Core idea: for each word, check if any two adjacent characters are the same (case-insensitive).

def words_with_consecutive_letters(words):
    def has_consecutive(word):
        w = word.lower()
        return any(w[i] == w[i+1] for i in range(len(w) - 1))
    return [w for w in words if has_consecutive(w)]

Key rules: - Case-insensitive → lowercase before comparing - Check adjacent pairs: word[i] == word[i+1] - Preserve original order - any() short-circuits on the first matching pair


Problem Statement

Problem

Write a function words_with_consecutive_letters(words) that returns all words containing at least one pair of consecutive identical letters, in their original order.

Examples:

Input
["hello", "apple", "ball", "test", "cat"]
Output
["hello", "apple", "ball"]
Input
["sky", "fly", "run", "jump"]
Output
[]

Tracing example 1

Word Pairs checked Consecutive pair? Include?
"hello" he, el, ll✅, lo ll
"apple" ap, pp✅, pl, le pp
"ball" ba, al, ll✅ ll
"test" te, es, st none
"cat" ca, at none

Result: ["hello", "apple", "ball"]


Solution approaches

def words_with_consecutive_letters(words):
    def has_consecutive(word):
        w = word.lower()
        return any(a == b for a, b in zip(w, w[1:]))
    return [w for w in words if has_consecutive(w)]

zip(w, w[1:]) creates adjacent pairs without index arithmetic. any() short-circuits on the first match.

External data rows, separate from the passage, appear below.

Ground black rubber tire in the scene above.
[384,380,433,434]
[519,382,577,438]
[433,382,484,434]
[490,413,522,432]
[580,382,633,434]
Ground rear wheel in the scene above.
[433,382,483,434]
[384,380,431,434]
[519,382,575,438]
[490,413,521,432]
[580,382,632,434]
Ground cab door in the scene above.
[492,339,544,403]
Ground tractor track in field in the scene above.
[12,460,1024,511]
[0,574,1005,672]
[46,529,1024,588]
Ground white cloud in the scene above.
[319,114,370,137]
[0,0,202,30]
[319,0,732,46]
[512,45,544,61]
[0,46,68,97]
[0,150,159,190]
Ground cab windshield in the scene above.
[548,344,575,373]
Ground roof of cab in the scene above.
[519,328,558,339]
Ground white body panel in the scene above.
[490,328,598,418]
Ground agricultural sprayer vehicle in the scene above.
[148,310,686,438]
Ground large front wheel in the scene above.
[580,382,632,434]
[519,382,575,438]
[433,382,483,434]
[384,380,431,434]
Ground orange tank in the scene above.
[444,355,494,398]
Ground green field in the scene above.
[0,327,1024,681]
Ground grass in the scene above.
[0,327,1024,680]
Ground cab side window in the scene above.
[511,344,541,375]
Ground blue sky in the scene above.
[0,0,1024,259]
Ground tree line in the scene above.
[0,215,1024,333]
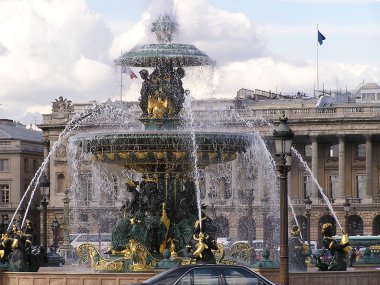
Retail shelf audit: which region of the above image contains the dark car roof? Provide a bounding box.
[141,264,274,284]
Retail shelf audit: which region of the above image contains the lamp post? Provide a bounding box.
[343,197,351,234]
[261,195,269,248]
[304,196,313,246]
[273,112,294,285]
[51,217,61,251]
[40,173,50,254]
[248,189,256,265]
[0,215,9,234]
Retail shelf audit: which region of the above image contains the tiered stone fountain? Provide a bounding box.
[72,16,251,271]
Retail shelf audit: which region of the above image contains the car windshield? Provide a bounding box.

def words_with_consecutive_letters(words):
    result = []
    for word in words:
        w = word.lower()
        found = False
        for i in range(len(w) - 1):
            if w[i] == w[i + 1]:
                found = True
                break
        if found:
            result.append(word)
    return result
def words_with_consecutive_letters(words):
    has_consec = lambda w: any(
        w[i] == w[i+1] for i in range(len(w) - 1)
    )
    return [w for w in words if has_consec(w.lower())]
def words_with_consecutive_letters(words):
    has_consec = lambda w: any(a == b for a, b in zip(w, w[1:]))
    return list(filter(lambda w: has_consec(w.lower()), words))

Key takeaways

01

zip(w, w[1:]) - elegant adjacent pair iteration

zip(w, w[1:]) pairs each character with the next one without index arithmetic. It naturally stops one pair before the end - no off-by-one risk.

02

any() short-circuits - stops at first match

any(a==b for a,b in zip(w, w[1:])) stops checking as soon as the first consecutive pair is found. No need to scan the whole word once a match is confirmed.

03

Lowercase for comparison, return original case

Apply .lower() only for the comparison - keep the original word in the result list. has_consec(w.lower()) checks the lowercased version while the list comprehension appends the original w.